Marc Augé, Eloge de la bicyclette, Rivages, 2010. - Cet éloge de la bicyclette passe par trois moments : le mythe, l'épopée et l'utopie. La bicyclette a une dimension mythique qui est à la fois individuelle et collective. Aujourd'hui le mythe a pris un coup. Mais la bicyclette revient par la politique de la ville et son image est l'objet d'un regain d'enthousiasme. L'opération Vélib' est très insuffisante, mais elle ouvre une espérance. On peut se prendre à rêver et tracer les grands traits de la ville utopique de demain où les transports en commun et la bicyclette seraient les seuls moyens de déplacement en ville, et où la paix, l'égalité et le bon air régneraient dans le monde après l'effondrement des magnats du pétrole. On peut rêver d'un monde où les exigences des cyclistes feraient plier les puissances politiques. Cela n'est qu'un rêve et il faut redescendre sur terre. Le vélo nous apprend d'abord à composer avec le temps et avec l'espace. Il nous fait redécouvrir le principe de réalité dans un monde envahi par la fiction et les images. Le cyclisme est un humanisme et il ouvre à nouveau la porte du rêve et de l'avenir. (couv.). 

Philippe Bordas, Forcenés, Fayard, 2008. - « Le cyclisme prend la mesure du monde dans ses excès; il exige démesure de l'homme, une tension complète qui touche aux organes et au cerveau. C'est le lieu infernal du maximalisme. Le cyclisme n'a duré qu'un siècle. Ce qui s'appelle encore cyclisme et se donne en spectacle n'est que farce, artefact à la mesure d'un monde faussé par la pollution, la génétique et le bio-pouvoir.

Je veux donner l'entr'aperçu d'un monde avant sa fin. Passer le chiffon, une dernière fois, dans la Salle des Illustres. Mettre un peu d'ordre parmi mes forcenés, mes champions insensés - renommer les poètes et les irréguliers qui suivent à travers champs.

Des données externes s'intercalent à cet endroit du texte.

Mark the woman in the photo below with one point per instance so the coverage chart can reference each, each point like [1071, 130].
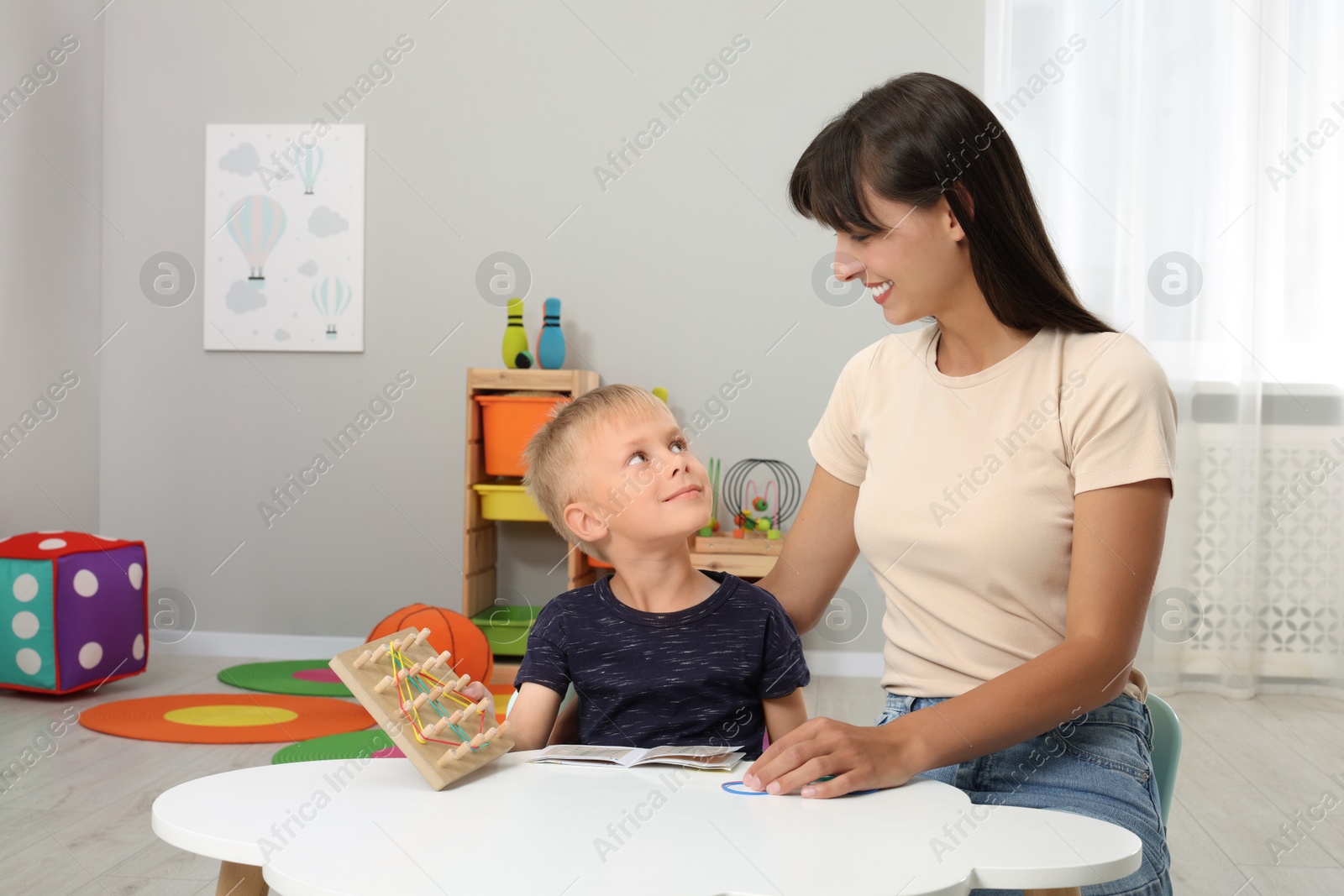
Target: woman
[1005, 472]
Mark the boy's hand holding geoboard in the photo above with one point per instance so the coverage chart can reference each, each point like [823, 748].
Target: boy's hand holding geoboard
[413, 694]
[709, 758]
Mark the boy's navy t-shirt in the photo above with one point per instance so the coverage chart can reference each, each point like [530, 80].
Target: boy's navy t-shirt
[692, 678]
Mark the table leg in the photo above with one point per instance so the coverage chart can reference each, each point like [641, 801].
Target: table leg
[239, 880]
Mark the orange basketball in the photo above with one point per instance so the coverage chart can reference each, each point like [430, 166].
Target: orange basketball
[449, 631]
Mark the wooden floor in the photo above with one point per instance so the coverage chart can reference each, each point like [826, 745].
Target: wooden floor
[77, 821]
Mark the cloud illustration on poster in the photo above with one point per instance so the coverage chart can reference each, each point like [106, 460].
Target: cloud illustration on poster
[324, 222]
[244, 298]
[241, 160]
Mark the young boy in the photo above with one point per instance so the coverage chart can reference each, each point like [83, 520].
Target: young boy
[659, 652]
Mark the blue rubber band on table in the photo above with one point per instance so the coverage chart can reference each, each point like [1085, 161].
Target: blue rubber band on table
[729, 788]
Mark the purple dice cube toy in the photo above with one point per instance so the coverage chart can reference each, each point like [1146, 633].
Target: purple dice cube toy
[74, 610]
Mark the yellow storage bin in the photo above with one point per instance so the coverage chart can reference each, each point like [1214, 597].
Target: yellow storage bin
[508, 503]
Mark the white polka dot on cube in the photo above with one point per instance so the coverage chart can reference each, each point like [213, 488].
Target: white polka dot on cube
[91, 654]
[24, 625]
[24, 587]
[87, 584]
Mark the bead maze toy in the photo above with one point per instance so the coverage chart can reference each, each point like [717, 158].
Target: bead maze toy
[413, 694]
[759, 520]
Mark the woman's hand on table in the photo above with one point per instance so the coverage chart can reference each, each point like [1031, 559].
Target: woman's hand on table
[858, 757]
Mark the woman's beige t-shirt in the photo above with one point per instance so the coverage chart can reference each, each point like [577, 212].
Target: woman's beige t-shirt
[967, 490]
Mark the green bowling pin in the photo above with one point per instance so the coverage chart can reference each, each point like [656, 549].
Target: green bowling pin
[515, 338]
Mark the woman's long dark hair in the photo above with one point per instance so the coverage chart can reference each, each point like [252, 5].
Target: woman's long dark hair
[916, 139]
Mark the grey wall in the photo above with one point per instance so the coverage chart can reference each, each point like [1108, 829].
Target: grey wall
[687, 268]
[50, 238]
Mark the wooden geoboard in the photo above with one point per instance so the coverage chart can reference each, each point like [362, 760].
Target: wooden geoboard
[414, 696]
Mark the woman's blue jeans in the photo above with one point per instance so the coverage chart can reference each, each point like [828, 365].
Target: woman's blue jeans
[1099, 765]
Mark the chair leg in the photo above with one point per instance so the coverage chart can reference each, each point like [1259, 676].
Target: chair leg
[239, 880]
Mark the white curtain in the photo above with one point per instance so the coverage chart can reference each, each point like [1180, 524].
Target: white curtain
[1189, 159]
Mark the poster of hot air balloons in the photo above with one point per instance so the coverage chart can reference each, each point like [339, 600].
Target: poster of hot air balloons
[284, 238]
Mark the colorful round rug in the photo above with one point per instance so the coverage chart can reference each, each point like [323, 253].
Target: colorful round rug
[306, 678]
[226, 719]
[355, 745]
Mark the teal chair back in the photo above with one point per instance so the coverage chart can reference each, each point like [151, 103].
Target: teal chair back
[1166, 750]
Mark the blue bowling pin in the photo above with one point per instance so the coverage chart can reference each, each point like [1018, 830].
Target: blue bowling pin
[550, 342]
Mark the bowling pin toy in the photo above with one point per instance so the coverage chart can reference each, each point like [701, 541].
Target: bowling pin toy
[515, 338]
[550, 340]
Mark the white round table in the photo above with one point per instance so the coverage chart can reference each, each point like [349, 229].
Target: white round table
[371, 826]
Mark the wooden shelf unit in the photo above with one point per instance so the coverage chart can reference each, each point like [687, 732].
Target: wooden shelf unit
[480, 542]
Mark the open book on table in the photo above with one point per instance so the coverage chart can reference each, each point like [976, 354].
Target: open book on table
[711, 758]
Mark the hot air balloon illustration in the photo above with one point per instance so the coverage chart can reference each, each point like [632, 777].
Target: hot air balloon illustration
[255, 223]
[331, 297]
[309, 163]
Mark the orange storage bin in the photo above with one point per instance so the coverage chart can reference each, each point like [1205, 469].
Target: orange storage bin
[507, 423]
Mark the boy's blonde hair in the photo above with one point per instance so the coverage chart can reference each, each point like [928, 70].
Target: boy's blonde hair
[554, 476]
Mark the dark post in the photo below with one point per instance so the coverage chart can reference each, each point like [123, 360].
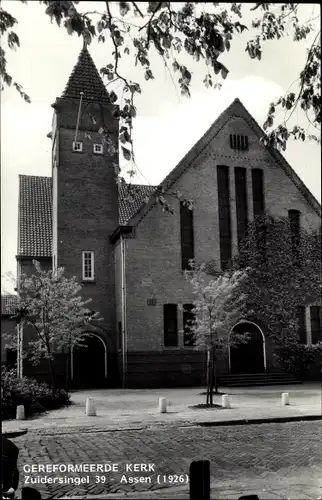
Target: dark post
[199, 476]
[249, 497]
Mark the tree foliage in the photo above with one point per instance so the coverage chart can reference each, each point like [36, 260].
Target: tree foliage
[218, 304]
[203, 32]
[52, 305]
[284, 273]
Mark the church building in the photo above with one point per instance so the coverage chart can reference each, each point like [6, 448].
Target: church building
[130, 256]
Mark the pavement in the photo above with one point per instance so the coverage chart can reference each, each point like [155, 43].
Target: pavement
[136, 409]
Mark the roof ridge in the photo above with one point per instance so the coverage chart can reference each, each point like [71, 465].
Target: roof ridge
[197, 149]
[85, 78]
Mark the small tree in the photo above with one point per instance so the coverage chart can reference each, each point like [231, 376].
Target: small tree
[52, 304]
[219, 303]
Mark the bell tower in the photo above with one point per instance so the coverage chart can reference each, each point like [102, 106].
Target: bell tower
[85, 191]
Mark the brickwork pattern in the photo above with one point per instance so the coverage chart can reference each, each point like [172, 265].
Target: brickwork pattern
[158, 265]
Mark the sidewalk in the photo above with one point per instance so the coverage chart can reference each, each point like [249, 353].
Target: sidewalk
[136, 409]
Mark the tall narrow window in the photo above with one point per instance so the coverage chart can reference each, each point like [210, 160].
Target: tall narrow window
[187, 237]
[224, 215]
[315, 313]
[188, 319]
[241, 203]
[88, 266]
[258, 192]
[294, 218]
[170, 323]
[301, 324]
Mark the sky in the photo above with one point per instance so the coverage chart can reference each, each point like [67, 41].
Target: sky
[167, 125]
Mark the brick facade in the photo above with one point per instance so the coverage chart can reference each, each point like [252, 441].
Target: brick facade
[153, 266]
[137, 248]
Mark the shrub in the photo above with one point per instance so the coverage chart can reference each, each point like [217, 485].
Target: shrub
[34, 396]
[298, 358]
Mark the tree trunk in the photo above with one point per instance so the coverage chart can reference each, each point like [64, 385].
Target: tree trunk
[215, 376]
[52, 375]
[67, 372]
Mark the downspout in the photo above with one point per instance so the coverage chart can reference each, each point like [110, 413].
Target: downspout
[124, 326]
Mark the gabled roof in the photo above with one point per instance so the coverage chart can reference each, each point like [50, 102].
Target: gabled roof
[34, 216]
[236, 109]
[35, 212]
[85, 78]
[131, 199]
[9, 305]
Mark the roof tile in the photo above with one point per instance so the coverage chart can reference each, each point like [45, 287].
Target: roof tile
[35, 212]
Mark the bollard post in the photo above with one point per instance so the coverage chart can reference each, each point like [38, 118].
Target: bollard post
[162, 405]
[90, 408]
[225, 403]
[285, 399]
[249, 497]
[20, 414]
[199, 479]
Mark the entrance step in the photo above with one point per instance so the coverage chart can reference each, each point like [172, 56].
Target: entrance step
[257, 379]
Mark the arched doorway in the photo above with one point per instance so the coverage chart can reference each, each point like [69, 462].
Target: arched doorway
[248, 357]
[89, 364]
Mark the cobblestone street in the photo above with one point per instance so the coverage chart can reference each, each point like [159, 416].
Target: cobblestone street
[284, 460]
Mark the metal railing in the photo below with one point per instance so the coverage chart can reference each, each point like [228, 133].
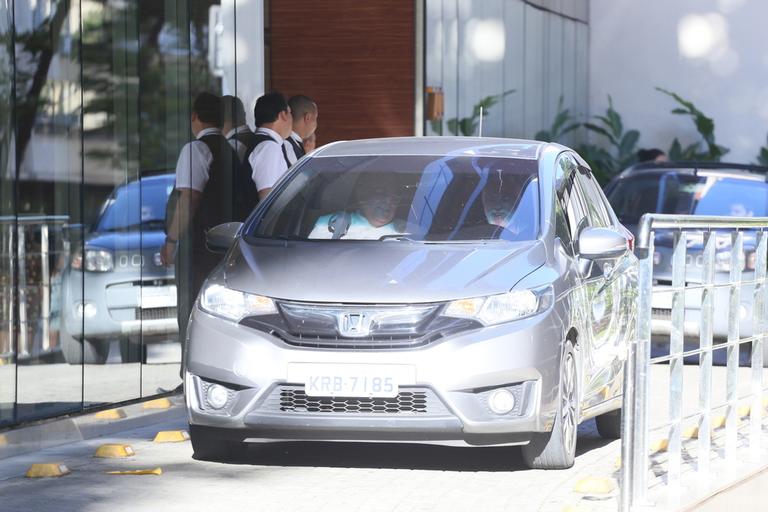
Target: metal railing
[636, 431]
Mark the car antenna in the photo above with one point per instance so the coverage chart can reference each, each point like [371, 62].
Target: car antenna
[480, 126]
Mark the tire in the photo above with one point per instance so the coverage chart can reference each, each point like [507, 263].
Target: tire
[207, 446]
[609, 425]
[77, 352]
[557, 449]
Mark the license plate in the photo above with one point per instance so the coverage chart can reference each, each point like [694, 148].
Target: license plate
[352, 380]
[152, 297]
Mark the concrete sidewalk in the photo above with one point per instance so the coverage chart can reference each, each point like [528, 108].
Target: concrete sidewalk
[747, 496]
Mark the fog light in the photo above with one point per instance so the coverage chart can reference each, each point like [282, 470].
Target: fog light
[216, 396]
[501, 401]
[85, 310]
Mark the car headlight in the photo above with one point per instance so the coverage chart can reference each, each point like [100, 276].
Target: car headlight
[497, 309]
[234, 305]
[95, 260]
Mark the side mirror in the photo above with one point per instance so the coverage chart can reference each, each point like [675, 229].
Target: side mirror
[597, 243]
[219, 238]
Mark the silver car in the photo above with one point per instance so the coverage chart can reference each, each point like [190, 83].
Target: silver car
[458, 291]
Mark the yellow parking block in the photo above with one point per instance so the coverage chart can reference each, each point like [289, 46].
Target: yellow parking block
[171, 436]
[160, 403]
[155, 471]
[110, 414]
[660, 445]
[691, 432]
[595, 485]
[47, 469]
[114, 451]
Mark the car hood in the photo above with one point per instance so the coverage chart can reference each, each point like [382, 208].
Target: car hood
[379, 272]
[126, 240]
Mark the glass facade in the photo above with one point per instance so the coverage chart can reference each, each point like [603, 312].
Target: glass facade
[95, 106]
[95, 100]
[530, 57]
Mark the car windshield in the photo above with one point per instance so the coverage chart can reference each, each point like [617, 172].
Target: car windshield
[417, 198]
[139, 203]
[688, 195]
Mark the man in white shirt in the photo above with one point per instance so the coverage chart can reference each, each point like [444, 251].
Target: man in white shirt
[269, 159]
[234, 127]
[304, 112]
[374, 217]
[243, 141]
[200, 201]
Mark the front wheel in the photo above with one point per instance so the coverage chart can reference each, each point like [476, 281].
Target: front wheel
[557, 449]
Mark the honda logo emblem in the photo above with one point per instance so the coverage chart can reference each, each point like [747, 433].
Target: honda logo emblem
[353, 325]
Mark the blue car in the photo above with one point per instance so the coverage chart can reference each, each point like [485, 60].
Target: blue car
[115, 286]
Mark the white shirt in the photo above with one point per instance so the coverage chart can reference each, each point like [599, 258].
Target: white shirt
[292, 157]
[359, 229]
[267, 161]
[194, 161]
[238, 146]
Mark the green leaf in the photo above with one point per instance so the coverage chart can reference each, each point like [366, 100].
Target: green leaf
[602, 131]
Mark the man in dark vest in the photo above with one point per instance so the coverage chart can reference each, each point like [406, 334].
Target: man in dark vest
[243, 141]
[304, 112]
[269, 159]
[200, 201]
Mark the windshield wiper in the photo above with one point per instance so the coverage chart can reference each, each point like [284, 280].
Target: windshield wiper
[400, 237]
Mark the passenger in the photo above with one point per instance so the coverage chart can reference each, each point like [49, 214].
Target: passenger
[304, 112]
[269, 158]
[374, 217]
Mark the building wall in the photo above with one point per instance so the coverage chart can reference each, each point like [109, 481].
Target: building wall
[711, 52]
[536, 50]
[356, 60]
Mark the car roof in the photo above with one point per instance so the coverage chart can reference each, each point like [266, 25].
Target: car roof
[745, 171]
[435, 146]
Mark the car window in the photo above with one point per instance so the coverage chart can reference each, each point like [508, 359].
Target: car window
[139, 203]
[568, 197]
[685, 194]
[593, 200]
[423, 198]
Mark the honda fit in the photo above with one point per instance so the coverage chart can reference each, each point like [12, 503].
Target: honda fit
[458, 291]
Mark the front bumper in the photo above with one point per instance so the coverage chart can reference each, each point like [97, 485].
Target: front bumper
[447, 402]
[127, 303]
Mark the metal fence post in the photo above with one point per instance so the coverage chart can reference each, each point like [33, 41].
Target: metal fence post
[758, 333]
[705, 358]
[676, 349]
[732, 379]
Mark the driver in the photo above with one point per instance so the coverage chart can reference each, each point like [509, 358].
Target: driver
[500, 198]
[377, 202]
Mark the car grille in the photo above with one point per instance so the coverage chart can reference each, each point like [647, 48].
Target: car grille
[410, 401]
[155, 313]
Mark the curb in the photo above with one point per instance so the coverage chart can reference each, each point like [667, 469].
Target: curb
[81, 427]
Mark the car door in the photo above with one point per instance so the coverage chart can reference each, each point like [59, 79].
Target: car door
[604, 282]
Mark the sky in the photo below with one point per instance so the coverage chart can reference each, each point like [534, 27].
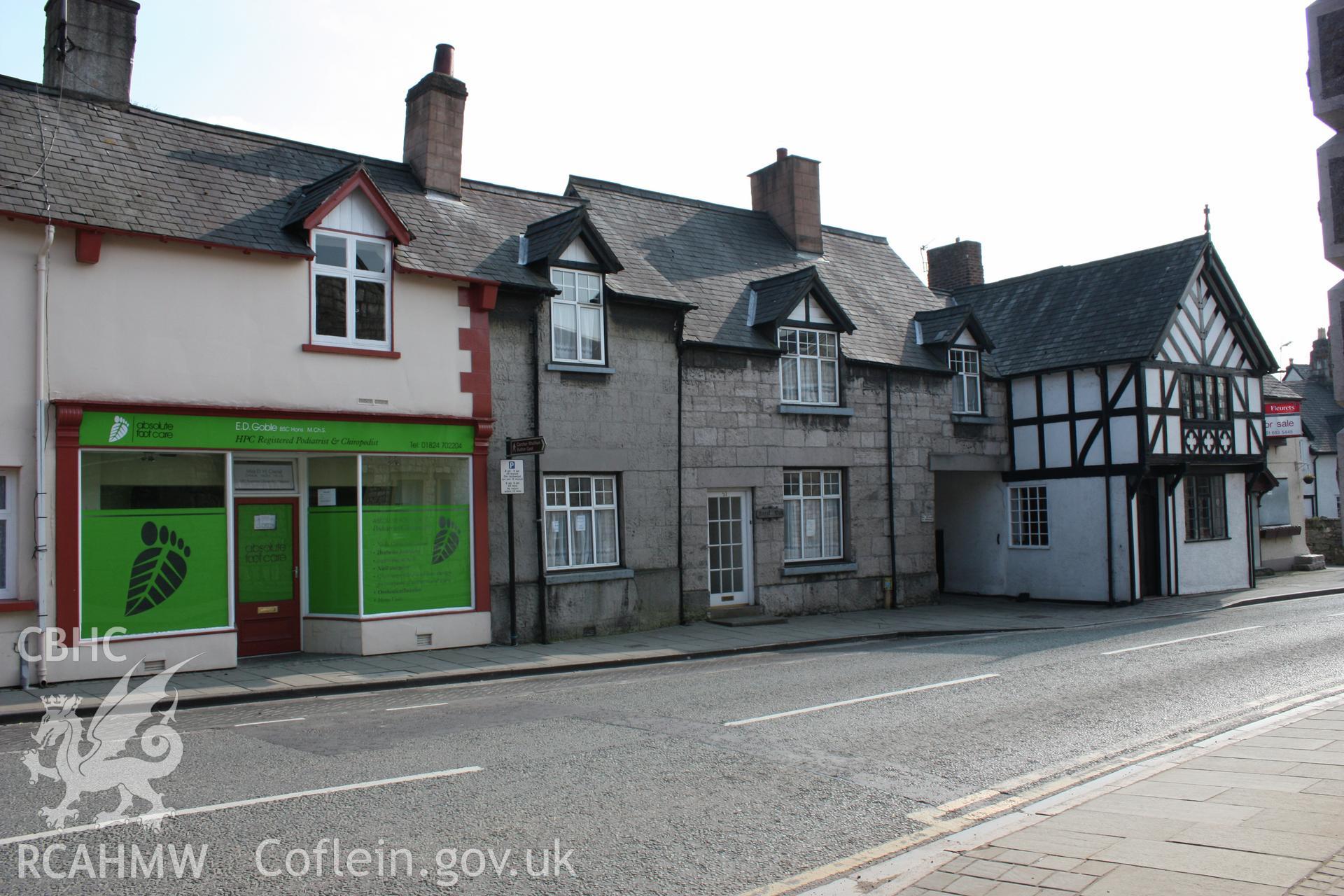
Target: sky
[1053, 132]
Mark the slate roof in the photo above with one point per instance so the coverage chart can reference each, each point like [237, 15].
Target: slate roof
[1113, 309]
[547, 239]
[1275, 387]
[139, 171]
[778, 296]
[132, 169]
[1320, 414]
[708, 254]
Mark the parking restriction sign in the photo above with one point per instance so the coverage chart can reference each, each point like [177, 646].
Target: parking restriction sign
[511, 477]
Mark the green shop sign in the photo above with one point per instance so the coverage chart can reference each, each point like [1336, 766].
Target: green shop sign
[128, 429]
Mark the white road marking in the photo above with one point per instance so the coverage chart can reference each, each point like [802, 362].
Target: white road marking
[850, 703]
[237, 804]
[1163, 644]
[420, 706]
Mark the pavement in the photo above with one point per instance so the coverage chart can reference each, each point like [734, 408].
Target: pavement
[1254, 812]
[312, 675]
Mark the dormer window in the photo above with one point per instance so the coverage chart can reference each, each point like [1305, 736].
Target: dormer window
[965, 384]
[351, 277]
[809, 368]
[577, 323]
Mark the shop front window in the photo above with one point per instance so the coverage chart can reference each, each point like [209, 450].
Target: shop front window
[153, 542]
[417, 528]
[334, 535]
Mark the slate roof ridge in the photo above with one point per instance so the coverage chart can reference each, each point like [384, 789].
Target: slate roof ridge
[1152, 250]
[344, 158]
[612, 187]
[522, 192]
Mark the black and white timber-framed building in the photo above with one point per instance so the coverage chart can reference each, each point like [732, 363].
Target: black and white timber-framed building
[1136, 433]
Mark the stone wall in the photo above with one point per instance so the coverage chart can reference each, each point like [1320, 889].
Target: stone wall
[622, 422]
[736, 437]
[1323, 536]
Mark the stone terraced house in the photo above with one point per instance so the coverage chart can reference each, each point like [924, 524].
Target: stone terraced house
[258, 391]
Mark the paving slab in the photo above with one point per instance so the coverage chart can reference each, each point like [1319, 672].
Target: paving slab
[1152, 881]
[1228, 864]
[1253, 840]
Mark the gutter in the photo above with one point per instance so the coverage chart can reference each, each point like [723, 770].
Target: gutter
[39, 514]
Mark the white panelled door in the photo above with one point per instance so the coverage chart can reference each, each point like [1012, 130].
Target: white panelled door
[730, 548]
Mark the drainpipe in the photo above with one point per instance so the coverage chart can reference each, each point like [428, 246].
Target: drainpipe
[1110, 552]
[680, 533]
[891, 505]
[39, 514]
[542, 590]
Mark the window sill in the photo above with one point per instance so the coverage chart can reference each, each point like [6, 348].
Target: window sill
[816, 568]
[581, 368]
[828, 410]
[589, 575]
[342, 349]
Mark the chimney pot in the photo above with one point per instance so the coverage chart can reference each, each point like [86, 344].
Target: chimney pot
[444, 59]
[956, 265]
[790, 191]
[97, 39]
[433, 140]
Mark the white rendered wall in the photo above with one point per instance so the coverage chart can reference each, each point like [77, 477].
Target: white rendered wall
[969, 510]
[1221, 564]
[1074, 564]
[181, 324]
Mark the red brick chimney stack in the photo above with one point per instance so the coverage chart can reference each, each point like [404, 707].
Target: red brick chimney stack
[956, 265]
[790, 191]
[433, 146]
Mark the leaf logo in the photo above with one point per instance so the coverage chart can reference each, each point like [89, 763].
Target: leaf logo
[445, 540]
[158, 571]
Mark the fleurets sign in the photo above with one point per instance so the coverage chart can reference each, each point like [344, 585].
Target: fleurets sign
[125, 429]
[1284, 419]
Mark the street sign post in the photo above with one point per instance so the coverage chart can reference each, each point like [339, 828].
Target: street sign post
[531, 445]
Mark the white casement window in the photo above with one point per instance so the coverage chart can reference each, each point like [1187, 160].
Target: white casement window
[581, 522]
[809, 370]
[353, 292]
[812, 507]
[1028, 516]
[965, 384]
[577, 327]
[8, 535]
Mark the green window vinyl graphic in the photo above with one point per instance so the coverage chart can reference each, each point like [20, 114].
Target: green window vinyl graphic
[417, 558]
[153, 571]
[169, 431]
[334, 561]
[265, 550]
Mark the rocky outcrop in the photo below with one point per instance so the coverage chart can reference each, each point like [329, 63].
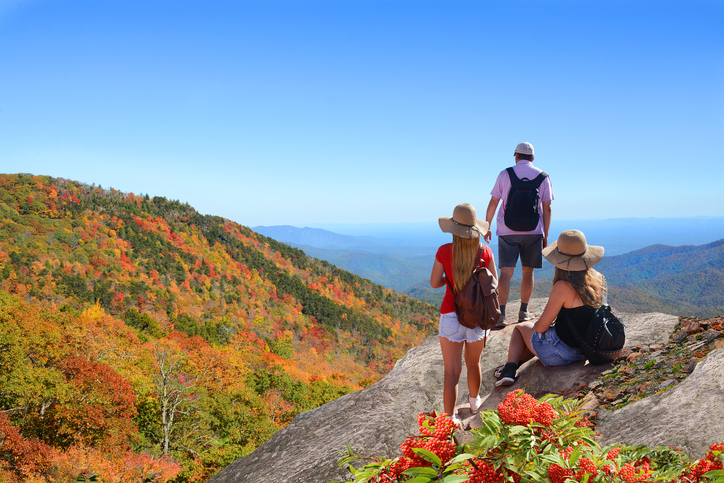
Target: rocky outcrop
[377, 419]
[689, 416]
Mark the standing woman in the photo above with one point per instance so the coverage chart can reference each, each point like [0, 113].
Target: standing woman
[454, 262]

Rien n'obsède comme ces histoires fabulées, ces portraits amoureux, ces mythologies usinées par le peuple, ces étincelles d'Eurovision. Ce que Benjamin nomme «illuminations profanes». Ces croyances minimes. Ces noblesses inventées.» (Ph. Bordas.).

Claude Marthaler, Dans la roue du monde, Glénat, 2004.- Le vélo est le véhicule universel par excellence, un dénominateur commun à tous les peuples de la planète. Là où il y a l'humain, il y a le vélo, et la grande roue du monde est à coup sûr celle d'une bicyclette. C'est donc en pédalant que Claude Marthaler est parti à la rencontre de ses congénères pendant sept ans autour du globe. Sa monture lui a servi de vaisseau terrestre et de passeport. Car la bicyclette transcende et unit les humains, les distances, les frontières géographiques et climatiques, les générations, les classes sociales et les capacités physiques, servant à la fois au transport, au commerce, au sport, à l'expression artistique, au pèlerinage et au voyage. De son exploration de cyclonaute autour d'un monde qui tourne plus ou moins rond, Claude Marthaler a rapporté des images à profusion et une réflexion « vélosophique » qu'il transcrit avec poésie et humour. À bicyclette, on peut ainsi parler de « la vie et autres crevaisons », on peut « se mouvoir et s'émouvoir », rencontrer l'amour et l'amitié, vivre « la transe-himalayenne », progresser « en roue libre » malgré les frontières, cultiver « l'art du pédaler », s'intéresser aux nomades qui ont « pignon sur route », s'arrêter pour un paysage ou pour un visage, auprès des bicitaxis d'Amérique du Sud ou des kadahuiles du Congo, parmi des milliers de Chinois ou une poignée de bikers en Alaska... Rarement exploit sportif - plus de 130 000 kilomètres parcourus, souvent en privilégiant les plus hautes pistes du monde, les déserts et la rigueur de l'hiver - est aussi empreint d'humanité. (couv.).